1. SET PROTEIN: Eat 1 gram of protein for every 1 pound of LEAN BODY MASS.

  • This requires obtaining your total body weight and fat percentage. If you weigh 200lbs and are 20% body fat, then your fat mass is 40lbs. Your lean body mass is 200-40= 160lbs. You should eat 160grams of protein per day.
  • Eat mostly natural and lean proteins: Fish, shellfish, egg whites (with 1-2 yolks mixed in), skinless turkey breast, skinless chicken breast, lean cuts of red meat (eye of round, top round, sirloin), protein shakes and meal replacements.
  • Avoid higher fat and processed proteins: Bacon, salami, dairy (cheese, milk, etc.), chicken thighs, turkey thighs, fattier cuts of red meat (porterhouse, t-bone, ribeye, etc.)

2. CARBOHYDRATES: If your primary goal is fat loss, eat roughly the same amount of carbohydrates as protein per day, or 1 gram of carbohydrate for every 1 pound of lean body mass. The person in our above example should eat 160 grams of carbohydrates per day. If your primary goals is building muscle, eat 1.5-2.0 grams of carbohydrate for every 1 pound of lean body mass. The person in our above example should eat 240-320grams of carbohydrate per day.

  • Eat natural, unrefined starches and whole fruits as your primary carbohydrate sources: apples, oranges, berries, yams, sweet potatoes, potatoes, rice, oatmeal, quinoa.
  • Avoid sugar and refined starches: soda, fruit juice, table sugar, pastries, breads, pasta, cereals, chips, crackers.
  • Eat as many non-starchy vegetables as you wish, these are free foods and do not impact total calories to a significant degree: lettuce, spinach, mixed greens, broccoli, asparagus, green beans, cucumbers, tomatoes, brussel sprouts, peppers, onions, etc.

3. FATS: Eat 1/4g to 1/3g of fat for every 1lb of lean body mass.

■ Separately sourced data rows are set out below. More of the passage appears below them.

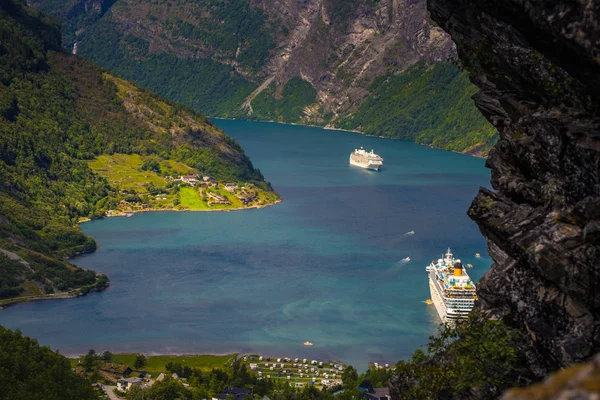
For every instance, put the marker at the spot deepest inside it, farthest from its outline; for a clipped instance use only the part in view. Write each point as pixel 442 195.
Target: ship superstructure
pixel 369 160
pixel 452 290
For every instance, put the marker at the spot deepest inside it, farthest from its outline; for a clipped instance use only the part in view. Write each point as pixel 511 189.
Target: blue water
pixel 325 265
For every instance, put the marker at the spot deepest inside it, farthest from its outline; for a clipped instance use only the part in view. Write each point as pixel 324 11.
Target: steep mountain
pixel 538 70
pixel 58 112
pixel 321 62
pixel 31 371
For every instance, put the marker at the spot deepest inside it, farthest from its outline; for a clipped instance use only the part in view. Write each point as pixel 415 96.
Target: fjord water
pixel 326 265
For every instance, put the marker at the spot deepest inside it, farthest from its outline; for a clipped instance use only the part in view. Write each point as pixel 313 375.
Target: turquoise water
pixel 325 265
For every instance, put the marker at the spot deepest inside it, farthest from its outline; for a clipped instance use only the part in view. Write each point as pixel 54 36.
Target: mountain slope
pixel 243 58
pixel 58 112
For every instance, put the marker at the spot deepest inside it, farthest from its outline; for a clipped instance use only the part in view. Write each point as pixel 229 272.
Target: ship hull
pixel 366 166
pixel 438 302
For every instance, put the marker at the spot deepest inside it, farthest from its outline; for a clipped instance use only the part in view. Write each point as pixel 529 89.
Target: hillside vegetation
pixel 428 105
pixel 30 371
pixel 372 66
pixel 58 112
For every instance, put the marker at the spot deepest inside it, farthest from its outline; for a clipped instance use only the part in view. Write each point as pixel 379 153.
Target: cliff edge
pixel 537 65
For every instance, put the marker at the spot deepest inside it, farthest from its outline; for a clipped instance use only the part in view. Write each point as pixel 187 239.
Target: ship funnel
pixel 457 269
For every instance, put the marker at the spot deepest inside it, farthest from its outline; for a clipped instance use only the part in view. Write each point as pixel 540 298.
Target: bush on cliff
pixel 477 354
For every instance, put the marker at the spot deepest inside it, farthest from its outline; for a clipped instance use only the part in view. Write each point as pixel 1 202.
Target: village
pixel 116 379
pixel 173 186
pixel 193 193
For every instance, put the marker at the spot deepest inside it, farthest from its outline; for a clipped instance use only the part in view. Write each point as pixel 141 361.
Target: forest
pixel 58 112
pixel 429 105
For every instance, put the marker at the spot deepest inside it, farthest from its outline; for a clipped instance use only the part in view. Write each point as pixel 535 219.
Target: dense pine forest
pixel 58 112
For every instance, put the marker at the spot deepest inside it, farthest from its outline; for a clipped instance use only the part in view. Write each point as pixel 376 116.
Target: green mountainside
pixel 327 63
pixel 59 112
pixel 31 371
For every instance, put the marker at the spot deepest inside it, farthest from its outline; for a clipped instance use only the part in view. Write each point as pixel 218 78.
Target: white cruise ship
pixel 452 291
pixel 361 158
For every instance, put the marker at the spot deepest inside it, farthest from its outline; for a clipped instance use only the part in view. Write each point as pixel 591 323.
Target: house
pixel 125 384
pixel 371 393
pixel 238 394
pixel 230 187
pixel 191 179
pixel 116 369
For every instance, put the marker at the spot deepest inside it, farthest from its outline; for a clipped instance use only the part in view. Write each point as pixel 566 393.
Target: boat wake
pixel 402 262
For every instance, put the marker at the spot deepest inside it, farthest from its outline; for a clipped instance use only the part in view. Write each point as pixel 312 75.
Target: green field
pixel 156 364
pixel 123 171
pixel 190 199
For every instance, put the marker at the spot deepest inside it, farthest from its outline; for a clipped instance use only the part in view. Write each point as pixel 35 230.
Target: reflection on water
pixel 328 265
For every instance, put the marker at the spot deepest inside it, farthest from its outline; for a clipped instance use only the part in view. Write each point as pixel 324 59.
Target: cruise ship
pixel 452 290
pixel 361 158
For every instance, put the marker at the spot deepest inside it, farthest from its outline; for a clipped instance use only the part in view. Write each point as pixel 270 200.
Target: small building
pixel 191 179
pixel 237 393
pixel 371 393
pixel 116 369
pixel 125 384
pixel 230 187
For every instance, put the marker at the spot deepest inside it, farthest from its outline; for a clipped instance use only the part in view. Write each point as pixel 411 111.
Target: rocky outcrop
pixel 340 46
pixel 537 65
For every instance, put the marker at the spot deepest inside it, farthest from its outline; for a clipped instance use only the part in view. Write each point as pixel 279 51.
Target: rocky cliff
pixel 537 65
pixel 315 62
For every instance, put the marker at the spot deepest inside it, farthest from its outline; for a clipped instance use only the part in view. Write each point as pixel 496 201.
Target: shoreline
pixel 52 296
pixel 333 128
pixel 124 214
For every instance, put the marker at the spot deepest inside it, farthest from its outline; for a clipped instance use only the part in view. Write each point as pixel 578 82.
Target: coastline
pixel 333 128
pixel 71 294
pixel 124 214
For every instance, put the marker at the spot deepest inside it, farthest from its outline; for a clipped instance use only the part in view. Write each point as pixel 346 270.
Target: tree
pixel 350 375
pixel 31 371
pixel 107 356
pixel 140 361
pixel 89 359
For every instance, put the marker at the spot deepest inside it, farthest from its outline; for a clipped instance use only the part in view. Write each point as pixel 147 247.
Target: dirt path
pixel 247 104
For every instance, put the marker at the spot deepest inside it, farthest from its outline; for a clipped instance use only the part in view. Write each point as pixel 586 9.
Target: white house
pixel 191 179
pixel 125 384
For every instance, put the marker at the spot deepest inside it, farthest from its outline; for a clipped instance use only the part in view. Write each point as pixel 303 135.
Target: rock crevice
pixel 537 66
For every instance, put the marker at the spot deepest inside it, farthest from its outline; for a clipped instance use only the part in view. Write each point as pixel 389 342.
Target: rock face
pixel 340 46
pixel 579 382
pixel 537 65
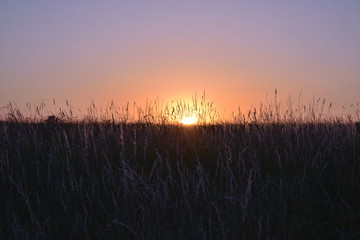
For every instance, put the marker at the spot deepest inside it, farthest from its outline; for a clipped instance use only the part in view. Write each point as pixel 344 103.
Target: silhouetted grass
pixel 115 180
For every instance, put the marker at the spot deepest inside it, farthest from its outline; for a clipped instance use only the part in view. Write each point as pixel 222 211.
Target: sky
pixel 238 52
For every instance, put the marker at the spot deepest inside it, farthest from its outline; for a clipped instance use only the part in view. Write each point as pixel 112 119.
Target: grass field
pixel 268 176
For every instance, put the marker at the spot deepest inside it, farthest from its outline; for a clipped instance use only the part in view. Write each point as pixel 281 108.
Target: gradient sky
pixel 237 51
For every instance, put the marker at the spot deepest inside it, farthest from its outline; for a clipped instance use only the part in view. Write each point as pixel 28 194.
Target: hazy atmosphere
pixel 126 51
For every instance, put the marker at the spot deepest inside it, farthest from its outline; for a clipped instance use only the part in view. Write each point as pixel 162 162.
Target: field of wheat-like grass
pixel 260 177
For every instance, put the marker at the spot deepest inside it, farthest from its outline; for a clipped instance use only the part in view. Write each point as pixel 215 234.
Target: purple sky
pixel 237 51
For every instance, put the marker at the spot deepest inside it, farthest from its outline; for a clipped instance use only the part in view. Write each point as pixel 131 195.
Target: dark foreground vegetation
pixel 147 181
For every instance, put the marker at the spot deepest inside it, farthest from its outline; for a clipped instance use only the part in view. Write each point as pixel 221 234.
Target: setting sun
pixel 189 120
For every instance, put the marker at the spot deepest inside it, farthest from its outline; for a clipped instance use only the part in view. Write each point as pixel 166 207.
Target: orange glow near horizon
pixel 188 121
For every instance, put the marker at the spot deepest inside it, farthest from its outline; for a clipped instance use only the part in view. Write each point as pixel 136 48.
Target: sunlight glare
pixel 189 120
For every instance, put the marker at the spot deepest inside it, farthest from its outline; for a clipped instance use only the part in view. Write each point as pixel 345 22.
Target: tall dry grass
pixel 268 174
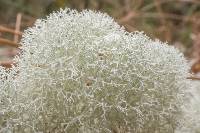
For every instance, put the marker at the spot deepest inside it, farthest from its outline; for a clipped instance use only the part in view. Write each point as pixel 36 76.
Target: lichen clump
pixel 82 72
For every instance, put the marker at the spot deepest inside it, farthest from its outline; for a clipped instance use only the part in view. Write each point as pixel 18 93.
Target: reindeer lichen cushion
pixel 80 72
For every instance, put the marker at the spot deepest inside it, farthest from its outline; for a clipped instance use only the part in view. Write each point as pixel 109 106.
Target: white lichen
pixel 82 72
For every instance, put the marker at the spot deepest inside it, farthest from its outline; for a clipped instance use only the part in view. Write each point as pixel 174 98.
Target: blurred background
pixel 174 21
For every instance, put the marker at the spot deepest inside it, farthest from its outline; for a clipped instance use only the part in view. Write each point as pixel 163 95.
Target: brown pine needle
pixel 8 42
pixel 8 30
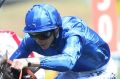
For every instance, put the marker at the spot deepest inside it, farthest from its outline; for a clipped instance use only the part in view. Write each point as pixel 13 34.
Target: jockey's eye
pixel 41 35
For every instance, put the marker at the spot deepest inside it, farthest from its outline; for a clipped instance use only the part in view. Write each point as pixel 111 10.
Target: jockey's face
pixel 44 39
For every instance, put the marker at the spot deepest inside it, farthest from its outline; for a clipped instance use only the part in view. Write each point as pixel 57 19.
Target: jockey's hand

  • In the above example, this person should eat (160g)(1/4 to 1/3g/lb) = 40-53 g of fat per day.
  • Emphasize healthy fats — essential fatty acids/omega 3’s, monounsaturated fats, and a moderate amount of saturated fats as by-product of your protein sources: fat from salmon and other fish, 1-2 whole eggs, by products of lean red meats/chicken/turkey.  If you need to add fats, eat whole food fats in their natural state:  avocado, nuts, coconut.  Don’t eat refined oils.
  • Avoid transfats and excessive saturated fats: hydrogenated oils, processed snack foods, fried foods, whole dairy, creams, butters, fattier cuts of meat.

4. MEAL TIMING: Spread nutritional intake over 5 meals if you have high calorie demands.  But for most people, 3 meals a day is the most realistic, sustainable plan.

What about body type adjustments (for ectomorphs, endomorphs), carb cycling, macro-rotations, nutrient timing, etc? The truth is, you need to establish a solid baseline first before you worry about any advanced techniques. Get started with this plan, develop good habits, and worry about the extras later on down the road. You have to start somewhere, and I believe this is a great starting point.